KKN Itu Harus Berdampak, Bukannya Jadi Beban Warga dan Ajang Foto-Foto
Kegiatan KKN seharusnya menjadi bentuk nyata penerapan ilmu mahasiswa di tengah masyarakat, bukan sekadar formalitas dan dokumentasi semu.

Kuliah Kerja Nyata (KKN) merupakan kegiatan pengabdian kepada masyarakat. KKN dirancang agar mahasiswa dan mahasiswi bisa menubuh, bersosialisasi, dan berinteraksi langsung dengan warga desa. Seharusnya, inilah momentum bagi mahasiswa untuk menerapkan ilmu yang telah mereka pelajari di bangku perkuliahan. Dengan begitu, KKN menjadi salah satu bentuk promosi nyata dari kualitas perguruan tinggi.
Namun kenyataan di lapangan berkata lain. Tak jarang, KKN justru hanya menjadi ajang foto-foto untuk kebutuhan konten media sosial, tanpa kontribusi yang signifikan bagi masyarakat. Bahkan, dalam beberapa kasus, keberadaan mahasiswa justru membebani warga desa, baik secara waktu, tenaga, hingga konsumsi.
“Seharusnya kami bisa berbuat lebih banyak. Tapi jujur, banyak dari kami lebih fokus menyusun dokumentasi ketimbang mendengarkan keluhan warga,” kata Af saat menghubungi media ini
Jangan Jaga Jarak, Bangun Interaksi
Salah satu kekeliruan fatal mahasiswa saat KKN adalah terlalu menjaga jarak. Mereka enggan berbaur dengan warga desa, membatasi diri dalam kelompoknya sendiri, dan lebih sibuk dengan jadwal formal atau tugas administratif. Akibatnya, mahasiswa tidak benar-benar tahu apa aspirasi, kebutuhan, atau persoalan yang dihadapi warga. Padahal, semangat dari KKN adalah keterlibatan langsung—belajar dari masyarakat, mendengarkan mereka, dan menyusun program kerja berbasis kebutuhan riil. Tanpa itu, kegiatan KKN hanya formalitas tanpa makna.

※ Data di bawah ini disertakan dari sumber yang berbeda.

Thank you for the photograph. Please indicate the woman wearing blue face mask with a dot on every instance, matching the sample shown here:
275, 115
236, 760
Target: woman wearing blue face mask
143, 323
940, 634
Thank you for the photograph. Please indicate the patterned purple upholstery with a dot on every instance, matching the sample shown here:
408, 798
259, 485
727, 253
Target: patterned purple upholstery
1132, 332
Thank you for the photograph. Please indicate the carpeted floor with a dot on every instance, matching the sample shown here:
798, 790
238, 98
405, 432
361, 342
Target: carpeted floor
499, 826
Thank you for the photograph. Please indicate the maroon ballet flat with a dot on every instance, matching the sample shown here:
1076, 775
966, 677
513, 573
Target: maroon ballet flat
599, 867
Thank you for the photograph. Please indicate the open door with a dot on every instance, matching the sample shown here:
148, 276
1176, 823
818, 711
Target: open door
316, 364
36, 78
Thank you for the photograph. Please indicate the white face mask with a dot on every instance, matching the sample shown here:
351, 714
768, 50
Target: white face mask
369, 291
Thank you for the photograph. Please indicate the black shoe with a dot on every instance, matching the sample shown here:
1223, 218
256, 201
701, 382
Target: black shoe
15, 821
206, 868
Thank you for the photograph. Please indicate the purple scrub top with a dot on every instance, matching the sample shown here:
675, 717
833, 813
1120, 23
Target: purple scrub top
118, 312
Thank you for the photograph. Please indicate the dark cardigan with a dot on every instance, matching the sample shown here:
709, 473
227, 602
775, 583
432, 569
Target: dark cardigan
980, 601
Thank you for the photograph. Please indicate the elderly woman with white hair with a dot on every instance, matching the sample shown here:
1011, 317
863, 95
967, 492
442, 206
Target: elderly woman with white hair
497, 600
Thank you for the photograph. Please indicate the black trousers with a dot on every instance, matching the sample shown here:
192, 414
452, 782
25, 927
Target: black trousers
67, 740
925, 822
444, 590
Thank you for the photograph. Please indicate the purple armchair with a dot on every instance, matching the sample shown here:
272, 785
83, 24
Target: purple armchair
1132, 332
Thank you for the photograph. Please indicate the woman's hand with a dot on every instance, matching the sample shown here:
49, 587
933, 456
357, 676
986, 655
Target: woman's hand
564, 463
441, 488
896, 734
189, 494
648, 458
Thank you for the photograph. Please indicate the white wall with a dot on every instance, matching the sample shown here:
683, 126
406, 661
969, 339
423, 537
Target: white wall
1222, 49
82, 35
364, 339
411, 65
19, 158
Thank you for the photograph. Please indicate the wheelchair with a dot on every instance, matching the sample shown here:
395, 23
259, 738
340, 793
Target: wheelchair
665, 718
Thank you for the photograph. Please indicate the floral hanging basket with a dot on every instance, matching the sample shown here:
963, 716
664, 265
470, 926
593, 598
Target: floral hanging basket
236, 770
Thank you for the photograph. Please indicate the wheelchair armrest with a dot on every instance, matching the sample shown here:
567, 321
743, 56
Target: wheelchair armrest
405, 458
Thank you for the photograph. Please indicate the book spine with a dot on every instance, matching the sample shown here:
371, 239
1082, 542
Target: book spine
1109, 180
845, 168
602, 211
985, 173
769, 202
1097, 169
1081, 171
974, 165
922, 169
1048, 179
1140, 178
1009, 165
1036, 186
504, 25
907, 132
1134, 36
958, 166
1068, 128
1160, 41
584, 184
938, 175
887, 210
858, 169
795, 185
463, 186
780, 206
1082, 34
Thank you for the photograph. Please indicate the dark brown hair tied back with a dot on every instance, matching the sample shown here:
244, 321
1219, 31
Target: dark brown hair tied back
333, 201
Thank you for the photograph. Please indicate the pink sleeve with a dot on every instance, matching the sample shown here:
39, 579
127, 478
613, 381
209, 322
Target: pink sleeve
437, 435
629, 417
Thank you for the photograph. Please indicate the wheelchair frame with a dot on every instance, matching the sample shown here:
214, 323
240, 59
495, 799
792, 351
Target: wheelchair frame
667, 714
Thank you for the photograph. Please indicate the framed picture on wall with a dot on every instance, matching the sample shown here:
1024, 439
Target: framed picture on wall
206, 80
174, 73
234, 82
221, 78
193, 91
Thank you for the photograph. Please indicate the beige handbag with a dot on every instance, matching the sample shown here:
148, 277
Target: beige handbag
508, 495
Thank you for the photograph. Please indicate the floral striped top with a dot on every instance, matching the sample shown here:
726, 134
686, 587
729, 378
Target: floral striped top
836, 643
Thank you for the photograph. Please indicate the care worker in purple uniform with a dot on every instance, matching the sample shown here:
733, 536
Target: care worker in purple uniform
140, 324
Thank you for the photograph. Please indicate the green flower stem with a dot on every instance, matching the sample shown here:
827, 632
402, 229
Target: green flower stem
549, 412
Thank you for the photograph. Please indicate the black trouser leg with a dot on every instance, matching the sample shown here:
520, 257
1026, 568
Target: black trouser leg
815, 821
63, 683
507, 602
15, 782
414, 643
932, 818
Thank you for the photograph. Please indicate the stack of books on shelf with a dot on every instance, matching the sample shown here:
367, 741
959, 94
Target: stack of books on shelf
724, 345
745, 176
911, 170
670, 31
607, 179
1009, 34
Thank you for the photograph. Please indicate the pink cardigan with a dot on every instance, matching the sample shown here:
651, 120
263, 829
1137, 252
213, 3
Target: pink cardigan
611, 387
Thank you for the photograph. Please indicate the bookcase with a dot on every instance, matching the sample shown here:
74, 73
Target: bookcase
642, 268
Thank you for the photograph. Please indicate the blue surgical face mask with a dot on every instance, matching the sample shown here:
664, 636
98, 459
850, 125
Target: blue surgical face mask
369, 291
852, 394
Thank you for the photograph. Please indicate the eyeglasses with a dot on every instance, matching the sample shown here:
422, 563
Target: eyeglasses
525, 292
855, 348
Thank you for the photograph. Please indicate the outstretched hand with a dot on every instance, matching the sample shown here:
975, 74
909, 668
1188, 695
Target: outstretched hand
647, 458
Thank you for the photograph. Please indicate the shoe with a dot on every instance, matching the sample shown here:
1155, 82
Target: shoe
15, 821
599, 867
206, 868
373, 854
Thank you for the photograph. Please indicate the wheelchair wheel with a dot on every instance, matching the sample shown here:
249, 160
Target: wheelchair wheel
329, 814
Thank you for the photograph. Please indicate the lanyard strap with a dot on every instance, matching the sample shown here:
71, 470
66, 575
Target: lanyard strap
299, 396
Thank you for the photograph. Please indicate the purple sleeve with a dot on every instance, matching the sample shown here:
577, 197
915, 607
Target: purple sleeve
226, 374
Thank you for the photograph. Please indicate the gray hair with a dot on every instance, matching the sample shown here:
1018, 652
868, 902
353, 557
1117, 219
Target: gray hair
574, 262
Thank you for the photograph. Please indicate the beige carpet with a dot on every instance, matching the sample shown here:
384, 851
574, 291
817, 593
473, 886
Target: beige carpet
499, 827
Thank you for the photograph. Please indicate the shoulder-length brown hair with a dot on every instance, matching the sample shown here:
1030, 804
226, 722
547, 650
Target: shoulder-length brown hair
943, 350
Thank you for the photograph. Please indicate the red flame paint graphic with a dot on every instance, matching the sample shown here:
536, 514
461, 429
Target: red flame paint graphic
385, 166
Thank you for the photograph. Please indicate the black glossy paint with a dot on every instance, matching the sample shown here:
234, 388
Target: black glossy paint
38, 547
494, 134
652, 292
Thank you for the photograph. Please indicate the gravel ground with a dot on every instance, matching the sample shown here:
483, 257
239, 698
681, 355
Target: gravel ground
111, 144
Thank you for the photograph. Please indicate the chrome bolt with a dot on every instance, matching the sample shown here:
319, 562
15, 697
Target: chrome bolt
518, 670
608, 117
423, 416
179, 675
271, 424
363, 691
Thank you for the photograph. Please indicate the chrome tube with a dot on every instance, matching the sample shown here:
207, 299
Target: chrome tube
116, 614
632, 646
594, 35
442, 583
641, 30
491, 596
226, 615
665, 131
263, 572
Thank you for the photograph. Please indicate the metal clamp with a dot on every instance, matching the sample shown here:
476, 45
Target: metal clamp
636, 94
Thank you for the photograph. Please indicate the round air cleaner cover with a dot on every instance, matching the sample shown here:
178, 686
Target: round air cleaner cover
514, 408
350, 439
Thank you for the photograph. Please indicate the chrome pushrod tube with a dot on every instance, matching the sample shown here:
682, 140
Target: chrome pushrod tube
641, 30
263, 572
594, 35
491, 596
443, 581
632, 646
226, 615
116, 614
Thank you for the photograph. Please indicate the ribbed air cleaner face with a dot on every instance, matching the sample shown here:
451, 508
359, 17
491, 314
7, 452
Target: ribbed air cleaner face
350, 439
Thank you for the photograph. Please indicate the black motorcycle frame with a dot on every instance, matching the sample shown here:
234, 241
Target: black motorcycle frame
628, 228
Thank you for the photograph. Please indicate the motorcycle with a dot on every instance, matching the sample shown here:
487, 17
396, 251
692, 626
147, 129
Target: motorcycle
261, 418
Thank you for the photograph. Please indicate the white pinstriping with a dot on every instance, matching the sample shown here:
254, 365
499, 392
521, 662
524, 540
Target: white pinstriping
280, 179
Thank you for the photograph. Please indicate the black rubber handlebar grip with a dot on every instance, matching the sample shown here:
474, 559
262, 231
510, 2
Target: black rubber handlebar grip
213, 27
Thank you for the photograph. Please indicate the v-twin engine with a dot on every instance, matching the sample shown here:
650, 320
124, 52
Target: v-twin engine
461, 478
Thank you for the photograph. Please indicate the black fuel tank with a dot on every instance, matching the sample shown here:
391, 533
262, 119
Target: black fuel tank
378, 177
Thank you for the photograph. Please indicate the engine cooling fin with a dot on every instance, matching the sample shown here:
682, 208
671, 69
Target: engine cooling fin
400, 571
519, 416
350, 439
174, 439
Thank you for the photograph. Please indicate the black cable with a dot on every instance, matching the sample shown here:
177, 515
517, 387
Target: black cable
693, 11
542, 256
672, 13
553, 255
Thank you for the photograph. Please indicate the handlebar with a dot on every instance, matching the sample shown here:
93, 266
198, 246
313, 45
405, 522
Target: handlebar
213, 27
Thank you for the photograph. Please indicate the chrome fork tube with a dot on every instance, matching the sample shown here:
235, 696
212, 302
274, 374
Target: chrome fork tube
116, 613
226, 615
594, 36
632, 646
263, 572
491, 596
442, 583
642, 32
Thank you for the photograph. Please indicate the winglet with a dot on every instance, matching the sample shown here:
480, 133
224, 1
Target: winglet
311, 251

Kalau kita gak ngobrol sama ibu-ibu di warung atau ikut ngumpul malam di pos ronda, kita gak akan tahu program apa yang cocok kita buat di desa ini. Tambahnya
Ketika KKN Hanya Menyisakan Dokumentasi
Tak bisa dipungkiri, era media sosial membuat setiap kegiatan harus “Instagrammable”. Mahasiswa berlomba-lomba memamerkan aktivitas KKN mereka di berbagai platform. Tapi pertanyaannya, apakah yang mereka lakukan benar-benar berdampak bagi warga desa? Ataukah sekadar demi konten?
Sering kali, mahasiswa datang tanpa pemahaman mendalam tentang kondisi sosial dan kebutuhan masyarakat setempat. Program kerja yang dibawa pun tidak berdasarkan observasi nyata, hanya salin-tempel dari angkatan sebelumnya.
Warga Jadi Korban Ekperimen
Ironisnya, tak jarang warga merasa terbebani. Mereka harus menyediakan konsumsi, waktu, bahkan tempat tinggal bagi mahasiswa. Ada juga yang harus ikut hadir dalam program-program seremonial yang sebenarnya tidak mereka butuhkan.
“Mahasiswa datang pagi-pagi minta warga kumpul, katanya ada penyuluhan. Tapi habis itu ya gitu aja, mereka sibuk foto-foto. Gak ada lanjutannya,” ujar salah satu warga desa tempat KKN di Sumatera Utara.
KKN yang Berdampak: Seperti Apa?
KKN yang baik bukan soal banyaknya kegiatan, tetapi seberapa relevan dan bermanfaat kegiatan tersebut bagi masyarakat. Mahasiswa seharusnya:
- Melakukan observasi terlebih dahulu: Datangi warga, dengarkan kebutuhan mereka.
- Menyesuaikan program kerja dengan kondisi lokal: Jangan paksakan pelatihan digital di desa yang belum punya jaringan internet stabil.
- Fokus pada keberlanjutan: Tinggalkan sesuatu yang tetap bisa digunakan warga meski kalian sudah pulang.
- Bangun relasi, bukan hanya reputasi: KKN adalah tentang belajar dari masyarakat, bukan pamer aksi.
Kesimpulan
KKN adalah kesempatan emas bagi mahasiswa untuk belajar langsung dari masyarakat. Jangan jadikan KKN sebagai beban, apalagi sekadar ajang konten. Buatlah program yang sederhana tapi berdampak. Biarkan kehadiran kalian dikenang karena manfaatnya, bukan karena gangguannya.